中国各地で、群衆(ほとんどが付近住民の集団)が畑やスーパー、イベント会場を襲い、物資を奪う事件が相次いでいる。
畑主や店員がどれほど声を上げて止めても無駄。現場に駆けつけた警察も「法不責衆(ほうふせきしゅう)――大勢でやれば罪に問えぬ」として手を出さず、秩序の崩壊をただ見つめている。さらに、犯人たちの住む村の幹部までもが「拾っただけ」と言い訳し、加害者をかばう始末だ。

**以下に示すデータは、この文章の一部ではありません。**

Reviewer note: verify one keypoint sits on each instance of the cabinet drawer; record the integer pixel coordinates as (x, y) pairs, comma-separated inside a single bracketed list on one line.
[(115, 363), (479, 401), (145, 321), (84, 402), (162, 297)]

こうした中国社会の「モラル崩壊」を象徴する出来事が、10月末にまたしても起きた。
四川省成都市のマラソン大会終了後、会場に残されたミネラルウォーターやバナナ、パンなどの補給物資が観衆によって次々と持ち去られた。スタッフが「持って行かないで!」と叫んでも誰も相手にせず、電動バイクで堂々と運び去る者までいた。主催者は「回収予定の参加者用物資だった」として警察に通報したが、現場では混乱のまま終息した。
(略奪現場の様子)
中国政法大学出身で国際法を専攻する頼建平氏(アメリカ在住)は、こうした略奪の連鎖を「一地方の問題ではなく、中国社会全体の病理だ」と指摘する。その根源は共産党体制そのものにあり、党が国民の財産を奪い、搾取を当然としてきた結果、庶民までもがその「悪のお手本」を模倣するようになったという。